I have some scalar field $p$ and a 2nd order tensor $\textbf{T}$ such that
$div( \ \textbf{T} \ \textbf{grad}(p) \ )=0$
$\textbf{curl}(\ \textbf{T} \ \textbf{grad}(p) \ )=\textbf{0} $
$\textbf{T}$ is positive definite, i.e. $\textbf{a} \cdot \textbf{T}\textbf{a} >0 \ \ \ \forall \ \textbf{a} \in E$
I am trying to show that $\textbf{T}=\textbf{T}^T$. Is is true? If yes, how can I prove it? I've been working on it for the past few days and keep running in circles, I need help.
If it isn't true, what if I assume $\textbf{T}$ is constant, then is it symmetric? I'd appreciate any input.
This isn't true. For example let $$\mathbf{T}=\begin{pmatrix}2&2&2\\ 0&2&2\\ 0&0&2 \end{pmatrix}$$ everywhere.
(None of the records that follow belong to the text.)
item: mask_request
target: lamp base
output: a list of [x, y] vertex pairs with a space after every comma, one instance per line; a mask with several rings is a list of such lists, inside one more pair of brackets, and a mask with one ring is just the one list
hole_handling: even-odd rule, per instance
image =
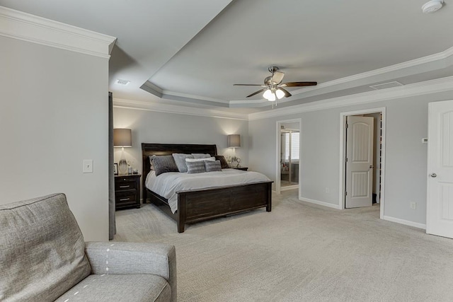
[[125, 156], [125, 149], [121, 149], [121, 158], [118, 163], [118, 173], [119, 174], [127, 174], [127, 161], [126, 161], [126, 156]]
Then $\mathbf{a}\cdot\mathbf{T}\mathbf{a}=2a_1^2+2a_2^2+2a_3^2+2a_1a_2+2a_2a_3+2a_3a_1$ $=(a_1+a_2)^2+(a_2+a_3)^2+(a_3+a_1)^2>0$
Let $p$ be any scalar field with a constant gradient, for example $p(x,y,z)=x$. Then $\mathbf{T}\;\mathbf{grad}(p)$ is constant and so has zero divergence and curl.